# VBForums CodeBank > CodeBank - Visual Basic .NET >  Retrieving & Viewing Attachments from Access 2007 or Later ACCDB Files

## jmcilhinney

I've seen quite a few people asking how to view data from a column of data type Attachment in an Access 2007, 2010 or 2013 database.  The answer is that it's not straightforward at all, but it is possible.  There are a few suggestions out there but I wanted to provide a purely ADO.NET solution.  With a bit of help from some existing posts out there and a bit of messing around, I've come up with the solution attached to this post, which was created in VB 2010.

If you open the ACCDB file that is included in the project, you can see the schema and data for the Record table.  When you run the project you will see ID and Description columns in the upper grid corresponding to the rows in that Record table.  When you select a record, the lower grid will be populated with the attachments for that record.  Click on the Open button for an attachment and it will open as though you had double-clicked it in Windows Explorer.

Note that the data for an attachment is saved to a file in the Temp folder when you open it.  The app attempts to clean up any such files when it closes but, if the file is not closed before you close the app or you stop debugging in VS instead of closing the form, the temp file will not be deleted.

If you have any questions, please make absolutely sure that you have read the code and the comments thoroughly before posting it here.  If you ask a question that is already answered in the aforementioned code or comments then none at all will be the best response you will get and may not be the worst.  Also, this project can be opened in VS 2010 or 2012 and VB 2010 Express or VS Express 2012 for Windows Desktop.  I will be creating a C# version but I will not be redoing the project for any older versions of VB.  If that's all you have then you can either just read the code file or just install a newer version, which can be done without affecting your current version.

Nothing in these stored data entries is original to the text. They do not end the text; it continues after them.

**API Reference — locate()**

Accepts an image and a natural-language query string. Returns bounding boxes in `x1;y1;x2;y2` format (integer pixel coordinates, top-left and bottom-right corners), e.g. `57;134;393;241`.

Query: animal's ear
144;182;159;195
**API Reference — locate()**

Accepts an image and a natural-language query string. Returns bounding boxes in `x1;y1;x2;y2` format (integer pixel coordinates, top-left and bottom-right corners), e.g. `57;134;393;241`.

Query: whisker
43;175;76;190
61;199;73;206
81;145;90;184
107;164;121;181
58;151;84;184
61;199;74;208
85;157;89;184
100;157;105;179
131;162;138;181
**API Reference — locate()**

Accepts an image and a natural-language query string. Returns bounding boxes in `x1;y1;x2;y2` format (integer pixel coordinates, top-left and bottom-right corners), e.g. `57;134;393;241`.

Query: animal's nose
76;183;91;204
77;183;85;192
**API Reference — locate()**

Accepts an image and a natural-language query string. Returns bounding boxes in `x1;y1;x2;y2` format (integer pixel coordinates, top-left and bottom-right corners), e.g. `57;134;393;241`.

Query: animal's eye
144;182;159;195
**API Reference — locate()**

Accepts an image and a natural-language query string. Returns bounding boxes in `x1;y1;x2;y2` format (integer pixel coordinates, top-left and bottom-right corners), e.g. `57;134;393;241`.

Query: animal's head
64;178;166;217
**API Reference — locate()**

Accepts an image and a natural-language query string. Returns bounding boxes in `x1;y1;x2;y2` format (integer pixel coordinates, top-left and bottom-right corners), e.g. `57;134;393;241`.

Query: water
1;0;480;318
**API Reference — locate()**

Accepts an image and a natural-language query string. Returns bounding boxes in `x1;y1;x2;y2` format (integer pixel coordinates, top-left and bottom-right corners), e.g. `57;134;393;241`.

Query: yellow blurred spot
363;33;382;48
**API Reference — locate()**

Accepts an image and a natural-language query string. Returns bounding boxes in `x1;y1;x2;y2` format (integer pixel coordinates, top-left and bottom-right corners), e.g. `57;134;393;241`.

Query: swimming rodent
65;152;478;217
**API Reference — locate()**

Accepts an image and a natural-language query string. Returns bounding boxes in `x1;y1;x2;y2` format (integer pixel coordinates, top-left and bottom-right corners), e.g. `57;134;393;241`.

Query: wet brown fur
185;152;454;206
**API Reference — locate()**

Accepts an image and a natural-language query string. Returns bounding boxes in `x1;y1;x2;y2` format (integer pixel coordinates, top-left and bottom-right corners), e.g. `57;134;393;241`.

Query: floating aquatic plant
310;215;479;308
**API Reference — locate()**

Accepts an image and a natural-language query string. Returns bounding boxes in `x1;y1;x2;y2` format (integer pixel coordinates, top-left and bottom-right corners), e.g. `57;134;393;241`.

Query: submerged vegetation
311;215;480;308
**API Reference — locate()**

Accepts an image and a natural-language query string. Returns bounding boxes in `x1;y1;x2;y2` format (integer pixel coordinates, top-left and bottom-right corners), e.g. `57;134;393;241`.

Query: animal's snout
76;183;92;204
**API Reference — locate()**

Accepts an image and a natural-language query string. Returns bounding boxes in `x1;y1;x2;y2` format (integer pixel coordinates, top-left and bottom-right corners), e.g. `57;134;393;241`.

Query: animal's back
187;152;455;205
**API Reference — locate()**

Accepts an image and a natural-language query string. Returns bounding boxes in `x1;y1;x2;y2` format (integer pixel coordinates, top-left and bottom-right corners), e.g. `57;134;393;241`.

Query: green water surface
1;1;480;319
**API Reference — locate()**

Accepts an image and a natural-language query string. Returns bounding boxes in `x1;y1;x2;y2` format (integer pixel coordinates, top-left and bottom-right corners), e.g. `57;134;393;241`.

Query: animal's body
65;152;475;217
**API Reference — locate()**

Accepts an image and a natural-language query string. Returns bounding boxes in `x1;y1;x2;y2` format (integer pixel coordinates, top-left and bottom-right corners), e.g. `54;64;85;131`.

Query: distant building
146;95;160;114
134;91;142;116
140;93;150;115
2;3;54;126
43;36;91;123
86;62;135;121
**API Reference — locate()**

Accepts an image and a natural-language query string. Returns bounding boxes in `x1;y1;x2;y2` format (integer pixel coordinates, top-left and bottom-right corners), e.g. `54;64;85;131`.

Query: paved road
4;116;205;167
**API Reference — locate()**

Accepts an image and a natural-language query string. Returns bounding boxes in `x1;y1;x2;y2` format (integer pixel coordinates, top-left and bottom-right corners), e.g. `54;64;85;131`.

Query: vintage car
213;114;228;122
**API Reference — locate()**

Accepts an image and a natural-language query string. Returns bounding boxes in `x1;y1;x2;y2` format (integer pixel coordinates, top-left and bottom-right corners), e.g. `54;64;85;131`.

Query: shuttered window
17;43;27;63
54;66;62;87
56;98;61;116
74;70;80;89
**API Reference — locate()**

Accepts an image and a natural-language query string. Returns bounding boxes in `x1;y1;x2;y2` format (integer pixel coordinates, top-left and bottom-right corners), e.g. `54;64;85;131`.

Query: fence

Note that I am hoping to be able to enhance this sample to allow saving of attachments too but that will take a bit more research and testing.  I know what some of the header data on the file contents is but not all at this stage.  Also, I'd like to acknowledge the following two posts in helping me to create this sample:

http://social.msdn.microsoft.com/For...6-ebb44a70fef8
http://social.msdn.microsoft.com/For...F-8B8A26D54B85

----------


## jmcilhinney

The attachment in post #1 has been updated with some small changes that do not affect the user experience.  The original file contents is now extracted from the file data field when an attachment is opened instead of immediately after the data is retrieved.  Also, a clearer indication of the actual purpose of the header contents has been included in the code, although that header data is not really used at this point.

----------


## jmcilhinney

The attachment in post #1 has been updated again.  The temp file created is now deleted when the process that opened it exits.  Not all files correspond to a new process though, so those ones will still be deleted when the app itself closes.

----------


## TheThinker

Thanks.. Quite Helpful..

----------


## jmcilhinney

I find it curious that, based on the number of views that this thread has had and the number of views the attachment has had, well under 10% of those who visit this thread download the attached solution.  If anyone who falls into the majority group would care to explain why, I would be interested to hear.

----------


## jayinthe813

This is very neat.  Thanks for posting it.

----------


## Johnsquared2

come up with a way to save attachments to the Access DB? I've been beating my head against the wall for a week now trying...

Peace,
J

----------


## jmcilhinney

> come up with a way to save attachments to the Access DB? I've been beating my head against the wall for a week now trying...
> 
> Peace,
> J


It appears that it can't be done using ADO.NET, which is rather disappointing.  I've seen a few examples using DAO and that appears to be the only option from VB.NET.

----------


## Johnsquared2

I've tried to use the DAO, but they use the LoadFromFile and SaveToFile methods and those do not show up in my ObjectBrowser as part of DAO 3.6.... has to be a way...

----------


## Johnsquared2

you have a link to any good examples?

----------


## jayinthe813

Check this out:

http://msdn.microsoft.com/en-us/libr...ffice.12).aspx

----------


## kvsr_ven1976

how to insert the file attachment to database using vb 2010

----------